Yes. Yes, most of Japanese history before their defeat
in World War II by atomic deus ex machina. Bushido
kept law and order amongst the armed samurai. It was
the cornerstone of civilization during periods of
great political upheavel and instability and was why
Japan never suffered a dark ages as had Europe despite
numerous wars.

Bushido was an evolved behaviorial code that allowed
for civilization in Japan to flourish, despite
numerous wars and political instability in the cause
of consolidating political power in a centralized
Japanese government. Bushido's ideal of the highly
educated and philosophically inclined warrior-poet had
a civilizing effect on Japanese society even in the
midst of war.

Samurai would behave with honor, discipline, and
rationality toward one another even when while serving
opposite political factions. For its simplicity, it is
a highly effective means of preserving the rule of law
whilst allowing for numerous individuals to wield the
power of life and death over others. And it is
empirically proven IMHO.  

> What about gang societies in certain cities?
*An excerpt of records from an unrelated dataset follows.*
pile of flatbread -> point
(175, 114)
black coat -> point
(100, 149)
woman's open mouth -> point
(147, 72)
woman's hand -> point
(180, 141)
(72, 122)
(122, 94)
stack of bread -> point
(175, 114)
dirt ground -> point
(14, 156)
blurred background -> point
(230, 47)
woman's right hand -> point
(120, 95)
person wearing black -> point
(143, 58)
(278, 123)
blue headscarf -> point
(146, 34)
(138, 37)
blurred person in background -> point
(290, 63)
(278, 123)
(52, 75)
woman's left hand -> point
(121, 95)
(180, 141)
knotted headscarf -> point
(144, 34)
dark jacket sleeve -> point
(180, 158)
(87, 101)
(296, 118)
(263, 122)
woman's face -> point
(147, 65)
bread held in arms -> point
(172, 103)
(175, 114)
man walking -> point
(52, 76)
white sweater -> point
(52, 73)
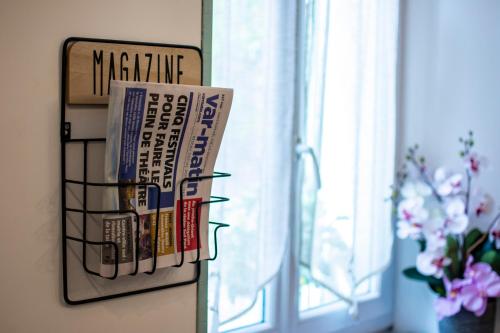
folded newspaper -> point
(161, 134)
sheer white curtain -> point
(253, 52)
(350, 105)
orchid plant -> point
(442, 211)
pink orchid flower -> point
(451, 304)
(483, 283)
(495, 237)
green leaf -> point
(452, 251)
(438, 288)
(435, 284)
(414, 274)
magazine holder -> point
(82, 165)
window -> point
(310, 144)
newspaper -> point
(159, 133)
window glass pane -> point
(348, 128)
(256, 315)
(250, 55)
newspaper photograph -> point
(161, 134)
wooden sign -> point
(91, 65)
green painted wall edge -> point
(206, 47)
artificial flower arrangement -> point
(460, 262)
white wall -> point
(450, 83)
(31, 34)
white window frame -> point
(283, 315)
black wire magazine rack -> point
(80, 241)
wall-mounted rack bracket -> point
(85, 184)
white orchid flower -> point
(456, 221)
(446, 183)
(432, 263)
(415, 189)
(435, 235)
(409, 229)
(412, 215)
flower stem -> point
(425, 178)
(467, 194)
(483, 237)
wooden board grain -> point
(91, 65)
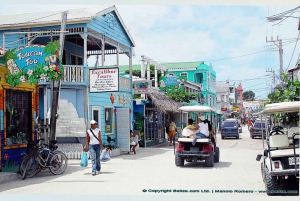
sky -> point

Gang members would derive immense benefit from the
practice of Bushido. It would allow them to become a
force of social justice instead of being the scourge
of civilization. Unfortunately most gang members would
probably not be able to cover the intellectual
overhead for Bushido. Although adopting Bushido would
certainly motivate a great deal more of them to pursue
higher education.
 
> Or is that a bad example, because the gang members
> are all 'bad guys'?

Morality is necessarily culturally relative. Bushido
is beautifully adaptive to this situation because it
calls for each individual to decisively make
appropriately subjective moral judgements and then act
on those decisions no matter what the personal cost.
In many instances, for example when a superior would
order a samurai to perform an act that would violate
their individual moral code, the samurai commited
sepuku, ritual suicide, instead of doing something he
knew was WRONG.  
 
> Would such an armed society /require/ everyone to be
> armed? Whether they
> wanted to be or not?

No. Indeed it need not be everybody in society. In
Japan it was a specialized warrior-caste. But I do not
see why it would necessarily have to apply just to
some socio-economic elite. So why not everybody? 

> I suspect it's not that simple.

Well like I said, Bushido requires education so it
would certainly raise the bar for weapon ownership.
Keep in mind anybody in Japan could have weapons but
they were no match for the Bushido practicing samurai
and so were never really an issue. You commited a
crime in the presence of a samurai and you were
summarily dealt with on the spot.


Stuart LaForge
alt email: stuart"AT"ucla.edu

"In Emptiness exists Good but no Evil.
Wisdom is Existence.
Principle is Existence.
The Way is Existence.
The Mind is Emptiness."

- Miyamoto Musashi, Kyoto period Samurai.